Very few sites go into detail about power draw anyway - at least TPU bothers to try and isolate card power consumption using a decent voltmeter and TH,is actually doing dynamic power measurements too. Interestingly they found that some of the newer boost systems actually do end up boosting factionally and massively over rated TDP(with high peak power consumption),but clock down quickly. This means that using a normal plugin meter might not be enough,as they cannot register these peaks quickly enough.
However I still think the power requirements for most systems are overrated anyway during normal gaming scenarios. For example - look at something like the Hexus at the wall power consumption measurements. Even with a highend card,and a overclocked Core i7 4770K,they are seeing under 400W at the wall.
Which is supported by what Valve was powering their prototype SteamBoxes off which uses a Geforce Titan and a Core i7 4770 - a SFF Silverstone 450W PSU. Not even a full sized PSU.
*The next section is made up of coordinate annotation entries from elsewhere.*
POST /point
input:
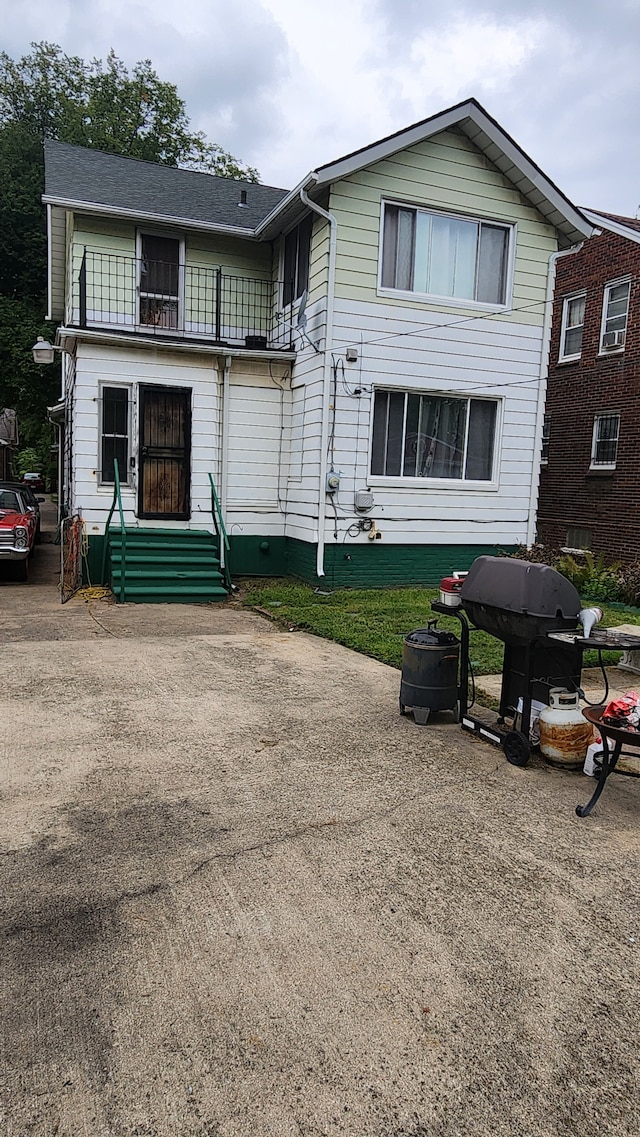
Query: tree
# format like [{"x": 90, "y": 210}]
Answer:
[
  {"x": 102, "y": 106},
  {"x": 48, "y": 94}
]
Even with my current system(Xeon E3 1230 V2 and a pre-overclocked GTX660),I am lucky to see beyond 200W peak power consumption(I used two different meters to verify). So slower cards like the GTX750TI and HD7850 will be even less,and they are since I had an HD7850 at hand to test for a few weeks.
But you can kind of tell companies know that - look at the prebuilt PCs from Lenovo,HP,etc with GTX660/R9 270 level cards - they are not shipping with massive PSUs themselves.
To put it in context the vast majority of highend single GPU cards,ie,the GTX780TI,GTX780,Geforce Titan,R9 290 and R9 290X tend to be lower than HD6970 level power consumption and lower than GTX570 and GTX580 cards at least going from the TPU figures.